Os psicanalistas tentam descobrir o que fazer com o desejo dos seus pacientes. Colocá-los onde? Eu, que não sou da área, posso me dar o direito de apresentar uma su­gestão. Acho que só há uma saída: virar o desejo para dentro. Porque, para fora, ele não tem aonde ir! O grande desafio é virar o desejo para dentro, gostar de si mesmo, começar a ver o quanto é bom ser livre de todo esse condicionamento globalizante, neoliberal, consumista. Assim, pode-se viver melhor. Aliás, para uma boa saúde mental três requisitos são indispensáveis: amizades, auto-estima, ausência de estresse.

Há uma lógica religiosa no consumismo pós-moderno. Se alguém vai à Europa e visita uma pequena cidade onde há uma catedral, deve procurar saber a história daquela cidade - a catedral é o sinal de que ela tem história. Na Idade Média, as cidades adquiriam status construindo uma catedral; hoje, no Brasil, constrói-se um shopping Center. É curioso: a maioria dos shopping Center tem linhas arquitetônicas de catedrais estilizadas; neles não se pode ir de qualquer maneira, é preciso vestir roupa de missa de domingos. E ali dentro sente-se uma sensação paradisíaca: não há mendigos, crianças de rua, sujeira pelas calçadas...

Entra-se naqueles claustros ao som do gregoriano pós-moderno, aquela musiquinha de esperar dentista.

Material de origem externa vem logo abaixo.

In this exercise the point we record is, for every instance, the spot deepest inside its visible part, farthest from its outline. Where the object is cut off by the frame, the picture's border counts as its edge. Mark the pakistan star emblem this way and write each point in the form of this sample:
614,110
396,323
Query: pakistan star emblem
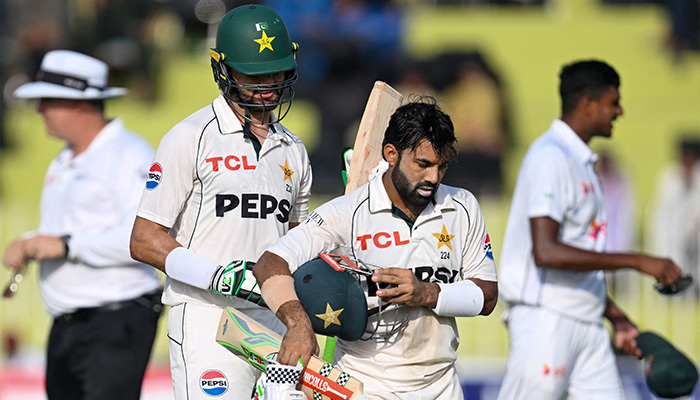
265,42
444,238
330,317
287,171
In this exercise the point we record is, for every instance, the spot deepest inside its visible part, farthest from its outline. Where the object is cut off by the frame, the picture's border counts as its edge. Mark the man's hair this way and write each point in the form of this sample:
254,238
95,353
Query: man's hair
585,78
422,119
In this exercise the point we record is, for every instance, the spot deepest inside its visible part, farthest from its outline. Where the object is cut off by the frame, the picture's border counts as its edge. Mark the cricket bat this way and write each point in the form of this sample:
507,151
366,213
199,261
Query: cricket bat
259,345
367,151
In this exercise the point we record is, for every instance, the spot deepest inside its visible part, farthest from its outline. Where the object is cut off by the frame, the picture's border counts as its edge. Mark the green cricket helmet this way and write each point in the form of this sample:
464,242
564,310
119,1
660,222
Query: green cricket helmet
253,40
334,300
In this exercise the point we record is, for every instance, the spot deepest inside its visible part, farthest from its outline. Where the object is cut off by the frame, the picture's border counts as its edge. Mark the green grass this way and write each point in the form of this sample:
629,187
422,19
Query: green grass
528,47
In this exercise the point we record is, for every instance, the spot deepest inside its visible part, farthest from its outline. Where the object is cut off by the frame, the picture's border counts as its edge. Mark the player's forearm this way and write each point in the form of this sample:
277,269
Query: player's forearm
561,256
151,243
277,287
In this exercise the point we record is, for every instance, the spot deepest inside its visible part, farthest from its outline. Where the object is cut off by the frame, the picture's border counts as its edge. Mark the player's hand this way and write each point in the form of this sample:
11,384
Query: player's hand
236,279
406,288
299,343
626,337
663,270
15,256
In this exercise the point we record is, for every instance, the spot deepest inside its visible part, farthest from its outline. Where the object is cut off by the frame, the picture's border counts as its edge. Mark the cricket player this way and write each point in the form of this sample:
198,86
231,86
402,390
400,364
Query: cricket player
553,259
433,241
225,184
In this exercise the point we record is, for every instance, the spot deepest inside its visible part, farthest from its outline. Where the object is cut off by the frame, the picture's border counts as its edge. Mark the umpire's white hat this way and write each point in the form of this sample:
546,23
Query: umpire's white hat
66,74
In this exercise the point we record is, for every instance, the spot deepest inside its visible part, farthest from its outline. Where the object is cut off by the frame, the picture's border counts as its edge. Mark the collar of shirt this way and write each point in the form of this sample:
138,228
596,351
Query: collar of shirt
379,200
110,130
230,124
563,133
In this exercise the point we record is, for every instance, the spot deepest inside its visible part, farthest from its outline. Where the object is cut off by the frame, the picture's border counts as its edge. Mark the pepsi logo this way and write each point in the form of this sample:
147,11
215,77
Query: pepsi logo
487,247
155,175
213,382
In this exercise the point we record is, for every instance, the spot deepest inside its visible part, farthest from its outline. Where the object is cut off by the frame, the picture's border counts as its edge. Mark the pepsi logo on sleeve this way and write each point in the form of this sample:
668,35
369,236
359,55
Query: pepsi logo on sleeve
155,175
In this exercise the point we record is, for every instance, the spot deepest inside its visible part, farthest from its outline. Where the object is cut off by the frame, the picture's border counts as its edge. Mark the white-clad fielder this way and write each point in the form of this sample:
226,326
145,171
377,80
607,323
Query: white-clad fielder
434,244
552,263
226,183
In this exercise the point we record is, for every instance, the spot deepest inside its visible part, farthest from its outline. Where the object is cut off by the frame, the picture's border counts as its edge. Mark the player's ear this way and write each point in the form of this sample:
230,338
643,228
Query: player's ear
391,155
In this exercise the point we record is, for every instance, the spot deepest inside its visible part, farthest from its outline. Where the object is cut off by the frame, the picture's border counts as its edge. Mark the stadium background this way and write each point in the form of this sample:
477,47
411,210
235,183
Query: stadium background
660,95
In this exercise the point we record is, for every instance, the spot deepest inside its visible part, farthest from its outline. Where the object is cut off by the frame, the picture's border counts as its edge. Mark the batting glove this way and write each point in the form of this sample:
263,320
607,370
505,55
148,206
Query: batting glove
236,279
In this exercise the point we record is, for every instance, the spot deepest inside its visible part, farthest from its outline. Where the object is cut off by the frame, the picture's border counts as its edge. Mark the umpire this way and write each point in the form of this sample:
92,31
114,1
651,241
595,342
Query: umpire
105,306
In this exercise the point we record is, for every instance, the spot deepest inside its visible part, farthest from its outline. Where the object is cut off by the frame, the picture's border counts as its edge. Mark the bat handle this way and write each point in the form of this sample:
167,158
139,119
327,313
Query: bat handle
333,263
13,285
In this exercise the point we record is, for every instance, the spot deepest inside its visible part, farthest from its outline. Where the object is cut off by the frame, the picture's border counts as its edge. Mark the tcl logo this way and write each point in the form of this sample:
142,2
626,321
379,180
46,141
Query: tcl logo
233,163
253,205
381,240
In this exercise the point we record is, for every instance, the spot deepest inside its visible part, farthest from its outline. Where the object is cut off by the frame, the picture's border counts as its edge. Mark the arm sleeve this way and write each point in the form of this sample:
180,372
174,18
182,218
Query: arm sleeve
548,184
477,257
176,157
301,207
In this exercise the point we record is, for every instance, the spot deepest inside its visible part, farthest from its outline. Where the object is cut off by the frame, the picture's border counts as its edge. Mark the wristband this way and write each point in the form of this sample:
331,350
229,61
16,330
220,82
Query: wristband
189,267
277,290
459,299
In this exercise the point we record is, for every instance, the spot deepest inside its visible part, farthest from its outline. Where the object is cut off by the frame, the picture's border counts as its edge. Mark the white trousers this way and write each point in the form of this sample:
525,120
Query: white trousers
554,357
447,387
200,367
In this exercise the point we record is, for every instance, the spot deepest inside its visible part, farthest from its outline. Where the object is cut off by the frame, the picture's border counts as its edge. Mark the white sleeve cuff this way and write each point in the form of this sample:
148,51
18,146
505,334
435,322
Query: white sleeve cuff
459,299
189,267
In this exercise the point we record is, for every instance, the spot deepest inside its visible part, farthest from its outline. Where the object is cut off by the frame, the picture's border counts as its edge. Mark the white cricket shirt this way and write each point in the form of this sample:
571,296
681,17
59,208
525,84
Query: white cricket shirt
556,180
448,241
220,201
93,197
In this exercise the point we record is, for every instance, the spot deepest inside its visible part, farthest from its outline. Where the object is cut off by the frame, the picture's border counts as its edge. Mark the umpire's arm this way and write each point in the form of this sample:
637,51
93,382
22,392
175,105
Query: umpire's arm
277,287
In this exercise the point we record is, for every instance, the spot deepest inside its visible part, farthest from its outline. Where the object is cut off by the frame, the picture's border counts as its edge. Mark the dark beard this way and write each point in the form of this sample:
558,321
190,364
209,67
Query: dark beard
408,193
254,108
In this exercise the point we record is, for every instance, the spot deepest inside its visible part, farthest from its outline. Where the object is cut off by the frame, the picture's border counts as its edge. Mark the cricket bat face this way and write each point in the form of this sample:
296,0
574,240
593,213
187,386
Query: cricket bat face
367,150
260,346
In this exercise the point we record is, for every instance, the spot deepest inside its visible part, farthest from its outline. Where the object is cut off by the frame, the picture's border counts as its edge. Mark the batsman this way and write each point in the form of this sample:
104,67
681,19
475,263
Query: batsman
226,182
435,256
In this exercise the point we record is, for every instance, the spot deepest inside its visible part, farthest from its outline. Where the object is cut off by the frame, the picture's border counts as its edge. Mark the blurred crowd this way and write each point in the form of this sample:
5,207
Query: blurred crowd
341,57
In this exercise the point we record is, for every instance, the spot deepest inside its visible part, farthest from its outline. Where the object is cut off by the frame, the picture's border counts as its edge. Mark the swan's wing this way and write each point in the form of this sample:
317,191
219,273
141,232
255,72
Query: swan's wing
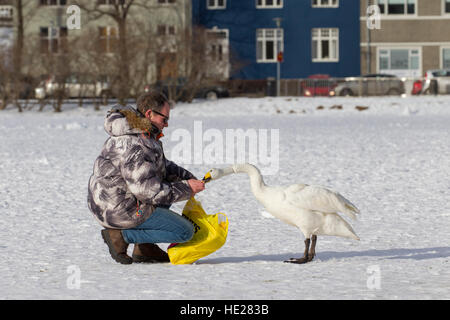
318,198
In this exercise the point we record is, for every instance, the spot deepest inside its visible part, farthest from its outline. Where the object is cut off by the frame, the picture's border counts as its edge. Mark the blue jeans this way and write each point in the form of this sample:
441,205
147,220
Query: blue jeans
163,226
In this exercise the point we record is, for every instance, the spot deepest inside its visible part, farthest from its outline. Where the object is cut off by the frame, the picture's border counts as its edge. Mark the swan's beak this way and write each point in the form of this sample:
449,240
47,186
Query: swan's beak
207,177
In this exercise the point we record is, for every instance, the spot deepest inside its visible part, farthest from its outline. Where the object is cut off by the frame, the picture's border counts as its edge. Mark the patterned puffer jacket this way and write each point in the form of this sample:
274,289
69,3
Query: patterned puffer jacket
132,176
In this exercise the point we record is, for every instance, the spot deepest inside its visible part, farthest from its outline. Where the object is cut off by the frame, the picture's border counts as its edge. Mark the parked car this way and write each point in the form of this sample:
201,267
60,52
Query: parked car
318,85
370,85
26,86
442,77
75,86
179,89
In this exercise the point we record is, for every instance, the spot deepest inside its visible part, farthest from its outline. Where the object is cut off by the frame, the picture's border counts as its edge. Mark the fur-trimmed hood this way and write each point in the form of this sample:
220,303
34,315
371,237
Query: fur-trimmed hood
127,120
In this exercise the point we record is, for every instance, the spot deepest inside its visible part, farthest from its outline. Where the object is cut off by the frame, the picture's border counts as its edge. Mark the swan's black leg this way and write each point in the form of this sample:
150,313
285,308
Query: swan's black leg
304,259
312,250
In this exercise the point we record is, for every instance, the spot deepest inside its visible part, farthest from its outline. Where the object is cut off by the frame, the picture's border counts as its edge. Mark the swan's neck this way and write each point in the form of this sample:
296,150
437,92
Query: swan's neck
256,180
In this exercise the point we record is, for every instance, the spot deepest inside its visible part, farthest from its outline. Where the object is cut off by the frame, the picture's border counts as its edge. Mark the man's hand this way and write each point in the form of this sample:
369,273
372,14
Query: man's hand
196,186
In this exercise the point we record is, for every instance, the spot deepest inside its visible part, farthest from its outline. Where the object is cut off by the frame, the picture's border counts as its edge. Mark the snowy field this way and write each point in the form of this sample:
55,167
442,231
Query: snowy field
392,160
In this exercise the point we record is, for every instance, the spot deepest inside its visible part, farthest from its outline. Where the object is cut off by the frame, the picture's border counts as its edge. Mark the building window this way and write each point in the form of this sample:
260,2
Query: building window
447,6
53,40
325,3
166,1
216,4
52,2
108,39
163,30
6,13
446,58
325,45
394,7
403,62
269,42
269,4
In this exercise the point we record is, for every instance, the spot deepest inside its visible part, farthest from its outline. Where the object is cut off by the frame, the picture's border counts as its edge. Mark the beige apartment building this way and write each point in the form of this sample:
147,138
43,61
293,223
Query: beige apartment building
48,29
405,37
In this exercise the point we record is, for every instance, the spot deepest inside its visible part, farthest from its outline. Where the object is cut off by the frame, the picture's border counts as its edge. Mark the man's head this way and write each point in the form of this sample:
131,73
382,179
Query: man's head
155,107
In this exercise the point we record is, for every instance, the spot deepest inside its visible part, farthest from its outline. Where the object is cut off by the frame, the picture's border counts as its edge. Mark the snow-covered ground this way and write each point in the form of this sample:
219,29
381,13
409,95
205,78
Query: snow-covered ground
392,160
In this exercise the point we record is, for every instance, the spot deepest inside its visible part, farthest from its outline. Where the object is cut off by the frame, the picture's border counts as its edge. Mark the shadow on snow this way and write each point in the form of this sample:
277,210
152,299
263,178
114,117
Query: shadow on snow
413,254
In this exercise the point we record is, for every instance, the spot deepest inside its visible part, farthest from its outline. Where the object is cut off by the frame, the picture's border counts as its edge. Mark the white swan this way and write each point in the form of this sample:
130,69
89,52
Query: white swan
312,209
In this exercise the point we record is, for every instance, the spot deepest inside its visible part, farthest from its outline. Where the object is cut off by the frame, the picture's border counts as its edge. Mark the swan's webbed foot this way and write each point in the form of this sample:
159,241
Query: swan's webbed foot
305,257
312,250
299,260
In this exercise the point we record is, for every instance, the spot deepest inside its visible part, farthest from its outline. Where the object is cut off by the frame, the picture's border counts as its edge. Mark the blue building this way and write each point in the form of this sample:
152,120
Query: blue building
314,36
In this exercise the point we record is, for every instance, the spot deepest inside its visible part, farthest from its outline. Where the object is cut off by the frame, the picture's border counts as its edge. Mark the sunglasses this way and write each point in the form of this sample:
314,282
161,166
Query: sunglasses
166,118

Observam-se os vários nichos, todas aquelas capelas com os veneráveis objetos de consumo, acolitados por belas sacerdotisas. Quem pode comprar à vista, sente-se no reino dos céus. Se deve passar cheque pré-datado, pagar a crédito, entrar no cheque especial, sente-se no purgatório. Mas se não pode comprar, certamente vai se sentir no inferno... Felizmente, terminam todos na eucaristia pós-moderna, irmanados na mesma mesa, com o mesmo suco e o mesmo hambúrguer do McDonald's…

Costumo advertir os balconistas que me cercam à porta das lojas: 'Estou apenas fazendo um passeio socrático. ' Diante de seus olhares espantados, explico: 'Sócrates, filósofo grego, também gostava de descansar a cabeça percorrendo o centro comercial de Atenas. Quando vendedores como vocês o assediavam, ele respondia: 'Estou apenas observando quanta coisa existe de que não preciso para ser feliz.'


Frei Betto é escritor, autor, em parceria com Luis Fernando Veríssimo e outros, de 'O desafio ético' (Garamond), entre outros livros.